Школа. Никому не говори. Том 2 - страница 9



Василий, по мнению Алмаза, был мужчиной добрым, мягким и неприлично терпеливым. Жену сильно любил, поэтому уступал и многое позволял, даже будучи несогласным.

Имир как-то вместе с Алмазом оказался свидетелем крайне неприятной сцены. Александра зашла в тамбур, чтобы дать поручение Василию на вечер, но у мужа имелись другие планы. Он аккуратно объяснил причину, но жена была настолько взбешена и категорически не уступчива, что тот без боя сдался. Отличнику показалось, что Григорьевна, едва услышав отказ, еле сдержалась при посторонних, чтобы не обругать мужа грязной бранью и не вцепиться в волосы.

Ещё школьник заметил, что товарный кассир весьма странно здоровается в ответ: снисходительно, сквозь зубы. Алмаз пояснил удивлённому сыну, что мнительная Григорьевна сторонится чужих, даже опасается по непонятной причине. Причём всех. Но это были только её трудности и заскоки. Василий предрассудков жены не разделял, но толку? Успокоить женщину и защитить от надуманных страхов он был не в состоянии.

А Люба… Тихая, послушная, миловидная Люба уродилась нравом в отца. Внимательный Имир в прежние годы не раз замечал ровесницу на ж/д: она часто ходила проведать мать в товарную кассу, и никогда — отца.

Тихоня же отличника не замечала. Вечно задумчивая, она разговаривала сама с собой, низко склонив голову и едва шевеля губами. Будто мечтала, будто летала. Ясен пень, ровесница любила мать и доверяла ей безоговорочно. Видимо, урок судьбы таков: вырасти под крылом деспотичной, мнительной, сумасбродной родительницы.

Имир надеялся, что кривые отношения его циничного брата и наивной домоседки не навредят последней. Умник пока не вмешивался и близнеца не трогал. Как и сейчас не собирался лезть с сочувствием к Любе. Захочет — сама расскажет. Не захочет — её право.

Отличник наклонился опять к ушку девочки и тихонько прошептал:

— Хочешь, почитаем «Книгу рекордов Гиннесса»? Я успел её перехватить из рук уходившего пацана. Она вечно нарасхват! Как смотришь?

— Согласна, — стеснительно улыбнулась Поспелова.

Ибрагимов сел полубоком, поближе к соседке, подвинул увесистую книгу аккурат посередине и приобнял спинку Любиного стула.

— Тогда не будем тратить время зря.

***

— Разве не опасно настолько выпячивать глазные яблоки? — Люба пинала сапогами опавшие жухлые листья.

Подростки лениво плелись из закрывшейся библиотеки, останавливаясь иногда, чтобы как следует что-нибудь обсудить. Сумерки постепенно превращались в ночь. Фонари, треща и моргая, зажигались и гудели.

— Думаю, чувак лупетки себе во вред таращить бы не стал, — поразмыслив, ответил Имир. — Возможно, дело в длительных ежедневных тренировках.

— Мужик сутками пучил шары, чтобы попасть в «Книгу»? — прыснула Люба. — Да там половина рекордов нелепые!

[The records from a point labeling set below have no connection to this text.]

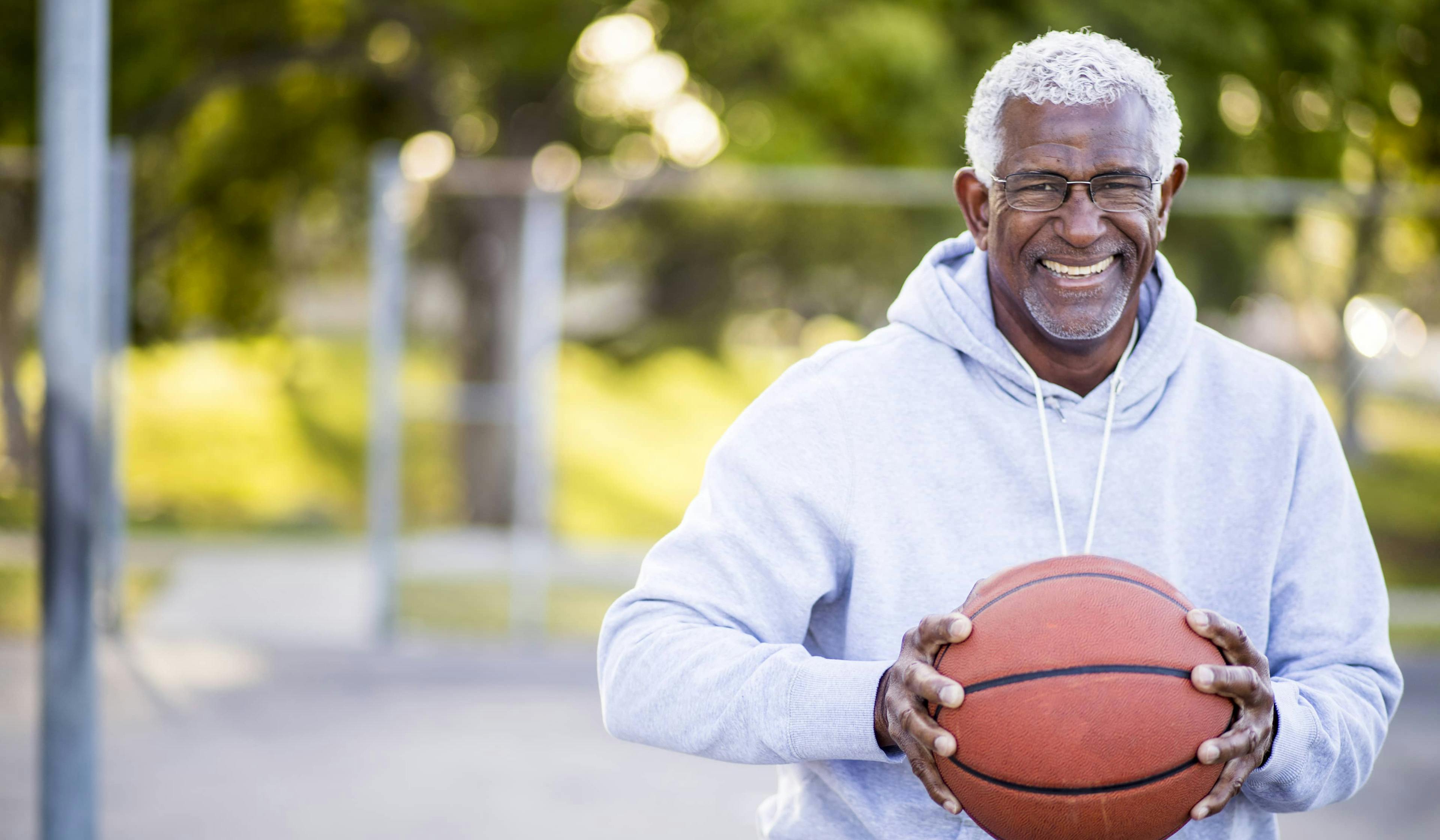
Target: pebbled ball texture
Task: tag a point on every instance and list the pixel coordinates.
(1079, 718)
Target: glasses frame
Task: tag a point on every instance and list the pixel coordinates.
(1089, 191)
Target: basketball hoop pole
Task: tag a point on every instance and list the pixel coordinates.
(74, 237)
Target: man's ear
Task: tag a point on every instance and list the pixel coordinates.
(974, 198)
(1168, 188)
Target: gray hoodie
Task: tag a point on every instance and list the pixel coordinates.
(879, 480)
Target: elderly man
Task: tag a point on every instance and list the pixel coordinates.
(879, 480)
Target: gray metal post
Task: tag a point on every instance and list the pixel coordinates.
(74, 129)
(388, 232)
(114, 330)
(538, 345)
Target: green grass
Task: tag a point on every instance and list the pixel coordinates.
(1416, 638)
(478, 609)
(21, 596)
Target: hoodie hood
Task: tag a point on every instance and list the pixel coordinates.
(948, 299)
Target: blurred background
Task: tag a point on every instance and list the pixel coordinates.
(427, 313)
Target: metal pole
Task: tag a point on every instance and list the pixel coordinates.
(538, 345)
(110, 548)
(388, 230)
(74, 129)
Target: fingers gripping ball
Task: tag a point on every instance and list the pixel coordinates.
(1079, 717)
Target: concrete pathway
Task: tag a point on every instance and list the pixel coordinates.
(474, 741)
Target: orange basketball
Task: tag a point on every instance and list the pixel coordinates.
(1079, 718)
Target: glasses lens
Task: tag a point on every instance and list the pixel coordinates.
(1122, 192)
(1035, 192)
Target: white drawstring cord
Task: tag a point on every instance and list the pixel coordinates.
(1116, 382)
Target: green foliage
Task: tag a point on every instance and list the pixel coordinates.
(461, 607)
(21, 594)
(245, 111)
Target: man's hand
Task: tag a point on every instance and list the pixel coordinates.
(902, 717)
(1246, 681)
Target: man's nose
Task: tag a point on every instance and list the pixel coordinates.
(1079, 218)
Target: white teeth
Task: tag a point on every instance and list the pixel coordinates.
(1078, 270)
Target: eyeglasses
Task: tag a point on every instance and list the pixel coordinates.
(1116, 194)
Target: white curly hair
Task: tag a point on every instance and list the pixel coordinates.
(1069, 68)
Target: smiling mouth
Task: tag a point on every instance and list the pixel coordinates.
(1078, 270)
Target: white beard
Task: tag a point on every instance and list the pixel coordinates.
(1036, 304)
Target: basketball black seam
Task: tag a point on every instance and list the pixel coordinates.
(1111, 669)
(1161, 593)
(1073, 792)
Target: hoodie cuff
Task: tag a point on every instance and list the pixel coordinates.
(1292, 742)
(831, 710)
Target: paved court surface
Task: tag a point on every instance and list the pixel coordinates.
(450, 741)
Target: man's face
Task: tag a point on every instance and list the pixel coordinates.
(1076, 268)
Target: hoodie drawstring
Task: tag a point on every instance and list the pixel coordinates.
(1116, 384)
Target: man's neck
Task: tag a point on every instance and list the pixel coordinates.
(1075, 365)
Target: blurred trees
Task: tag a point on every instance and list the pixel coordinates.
(252, 122)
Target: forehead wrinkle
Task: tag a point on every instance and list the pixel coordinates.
(1078, 164)
(1111, 137)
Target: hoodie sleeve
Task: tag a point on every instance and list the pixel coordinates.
(1335, 679)
(706, 655)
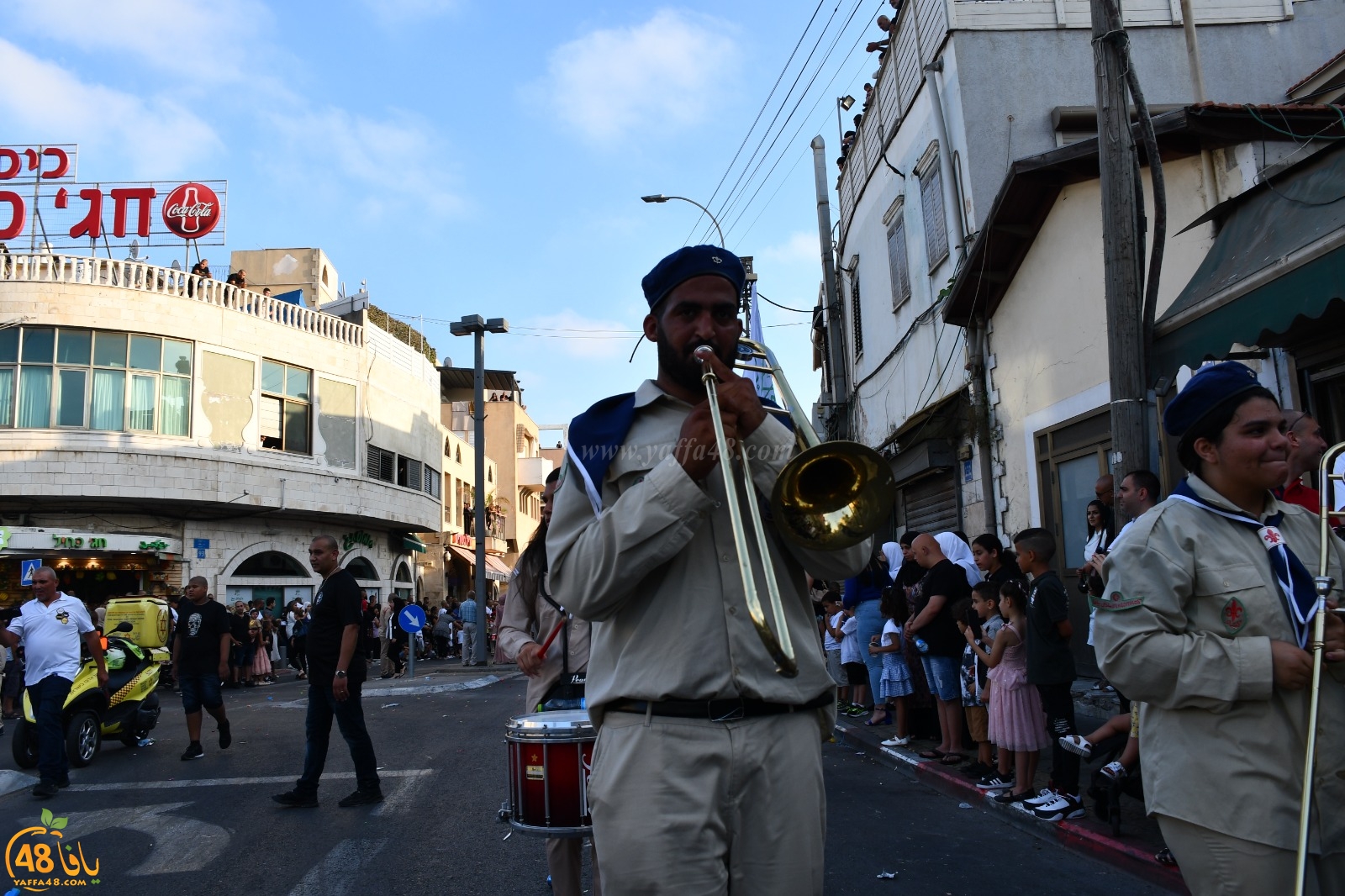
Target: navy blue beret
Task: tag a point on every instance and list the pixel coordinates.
(692, 261)
(1210, 387)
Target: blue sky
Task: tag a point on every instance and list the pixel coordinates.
(466, 158)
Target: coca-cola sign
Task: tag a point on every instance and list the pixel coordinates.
(192, 210)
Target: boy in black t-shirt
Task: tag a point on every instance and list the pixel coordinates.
(335, 674)
(201, 661)
(1051, 667)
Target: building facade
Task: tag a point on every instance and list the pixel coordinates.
(965, 91)
(155, 425)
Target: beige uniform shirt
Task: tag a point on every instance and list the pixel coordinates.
(658, 575)
(525, 622)
(1184, 627)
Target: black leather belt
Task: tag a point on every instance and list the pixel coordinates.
(728, 709)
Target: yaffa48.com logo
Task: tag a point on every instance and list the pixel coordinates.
(40, 857)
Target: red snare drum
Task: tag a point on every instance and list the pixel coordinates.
(549, 761)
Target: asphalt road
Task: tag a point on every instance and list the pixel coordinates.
(159, 825)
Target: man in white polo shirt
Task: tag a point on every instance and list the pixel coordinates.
(50, 627)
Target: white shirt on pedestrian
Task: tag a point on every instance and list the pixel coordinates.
(51, 636)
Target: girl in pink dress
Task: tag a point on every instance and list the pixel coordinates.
(1017, 721)
(262, 636)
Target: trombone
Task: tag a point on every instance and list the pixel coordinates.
(1327, 478)
(829, 497)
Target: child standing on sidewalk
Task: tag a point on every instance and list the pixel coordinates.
(1015, 719)
(896, 676)
(1051, 667)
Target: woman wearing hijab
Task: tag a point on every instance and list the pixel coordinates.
(959, 553)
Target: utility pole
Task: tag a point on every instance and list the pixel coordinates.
(477, 327)
(1122, 262)
(836, 319)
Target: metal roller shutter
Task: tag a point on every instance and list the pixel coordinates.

— Тем не менее народу читать такое больше заходит, чем про полезные открытия.

— C чего так решил?

— Наполнение «Книги» заценил. О науке — пара страниц. Вся бумажная котлета забита идиотскими поступками, людскими причудами и странными способностями. Как думаешь, о чём это говорит?

— О чём?

— О том, что людям интересно обсуждать людей.

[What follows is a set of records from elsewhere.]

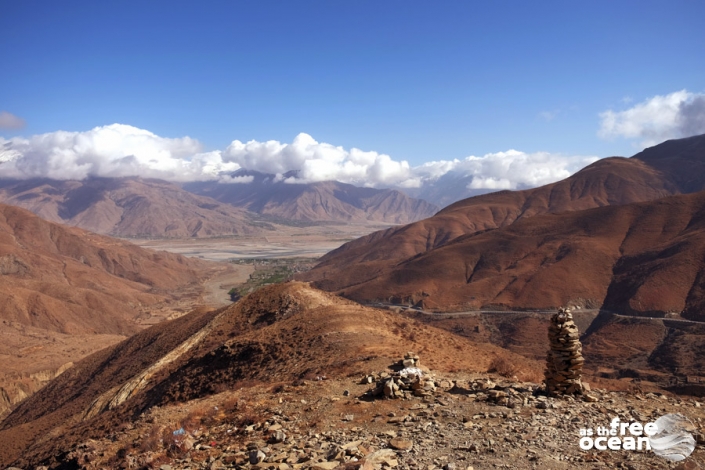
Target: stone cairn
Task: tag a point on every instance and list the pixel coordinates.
(405, 383)
(564, 362)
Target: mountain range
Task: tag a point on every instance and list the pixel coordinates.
(65, 292)
(150, 208)
(325, 201)
(604, 237)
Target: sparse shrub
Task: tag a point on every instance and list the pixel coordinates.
(503, 367)
(153, 440)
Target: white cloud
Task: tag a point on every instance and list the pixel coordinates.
(227, 179)
(121, 150)
(10, 121)
(508, 170)
(110, 151)
(316, 161)
(679, 114)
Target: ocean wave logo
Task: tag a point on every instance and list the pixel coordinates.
(673, 439)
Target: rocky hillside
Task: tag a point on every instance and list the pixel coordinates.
(130, 207)
(328, 201)
(65, 293)
(608, 182)
(294, 378)
(644, 259)
(279, 334)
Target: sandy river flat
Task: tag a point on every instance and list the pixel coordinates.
(287, 242)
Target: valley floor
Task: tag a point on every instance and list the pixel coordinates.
(286, 242)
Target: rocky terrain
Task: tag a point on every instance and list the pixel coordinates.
(280, 333)
(641, 259)
(65, 293)
(670, 168)
(328, 201)
(233, 389)
(130, 207)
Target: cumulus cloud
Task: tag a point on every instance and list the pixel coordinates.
(120, 150)
(10, 121)
(109, 151)
(507, 170)
(663, 117)
(316, 161)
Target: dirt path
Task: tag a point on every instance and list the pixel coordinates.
(216, 288)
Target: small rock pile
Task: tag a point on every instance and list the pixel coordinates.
(408, 382)
(564, 361)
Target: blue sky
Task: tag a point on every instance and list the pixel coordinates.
(418, 81)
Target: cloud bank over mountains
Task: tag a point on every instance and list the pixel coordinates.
(120, 150)
(662, 117)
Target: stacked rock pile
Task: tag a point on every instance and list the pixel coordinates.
(564, 361)
(407, 382)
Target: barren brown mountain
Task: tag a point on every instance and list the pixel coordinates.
(130, 207)
(277, 335)
(328, 201)
(65, 292)
(673, 167)
(642, 258)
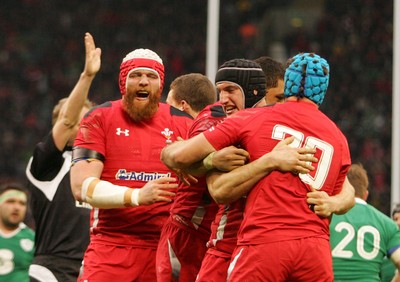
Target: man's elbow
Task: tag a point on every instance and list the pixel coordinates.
(221, 197)
(172, 158)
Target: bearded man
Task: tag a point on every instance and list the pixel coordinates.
(117, 169)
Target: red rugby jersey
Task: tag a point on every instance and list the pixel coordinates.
(276, 208)
(132, 158)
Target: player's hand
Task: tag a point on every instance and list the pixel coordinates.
(321, 203)
(185, 177)
(158, 190)
(93, 56)
(229, 158)
(296, 160)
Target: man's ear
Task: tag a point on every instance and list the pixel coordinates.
(185, 106)
(366, 195)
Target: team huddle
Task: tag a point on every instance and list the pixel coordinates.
(241, 180)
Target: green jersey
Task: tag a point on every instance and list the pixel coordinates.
(16, 254)
(388, 270)
(360, 239)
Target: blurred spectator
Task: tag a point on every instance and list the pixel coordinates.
(16, 239)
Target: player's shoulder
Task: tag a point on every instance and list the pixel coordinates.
(172, 111)
(215, 110)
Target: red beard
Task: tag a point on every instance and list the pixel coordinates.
(139, 112)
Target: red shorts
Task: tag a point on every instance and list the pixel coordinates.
(307, 259)
(179, 253)
(214, 267)
(105, 263)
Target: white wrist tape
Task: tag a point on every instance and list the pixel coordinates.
(104, 194)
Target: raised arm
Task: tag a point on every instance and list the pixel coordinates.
(229, 187)
(70, 113)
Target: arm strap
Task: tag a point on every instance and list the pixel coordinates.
(83, 154)
(104, 194)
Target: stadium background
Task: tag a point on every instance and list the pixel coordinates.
(42, 55)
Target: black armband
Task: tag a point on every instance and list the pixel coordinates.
(83, 154)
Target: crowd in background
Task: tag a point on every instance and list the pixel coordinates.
(41, 59)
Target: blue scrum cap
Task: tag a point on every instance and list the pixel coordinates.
(307, 76)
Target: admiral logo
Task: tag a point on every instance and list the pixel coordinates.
(125, 132)
(122, 174)
(167, 133)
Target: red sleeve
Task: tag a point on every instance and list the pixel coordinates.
(91, 134)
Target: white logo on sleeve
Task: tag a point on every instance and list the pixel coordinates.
(120, 131)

— А ты прав! — удивлённо согласилась тихоня.

— Что тебя в «Рекордах», кроме пучеглазика, ещё впечатлило? — поинтересовался юноша.

— Аномалии тела. Уродство. Зачем люди выставляют напоказ свои недостатки? Нет бы прятать, маскировать. Я бы повесилась!

— Повесилась? Даже не попытавшись жить, подружиться с миром, который захотел, чтобы ты в нём появилась?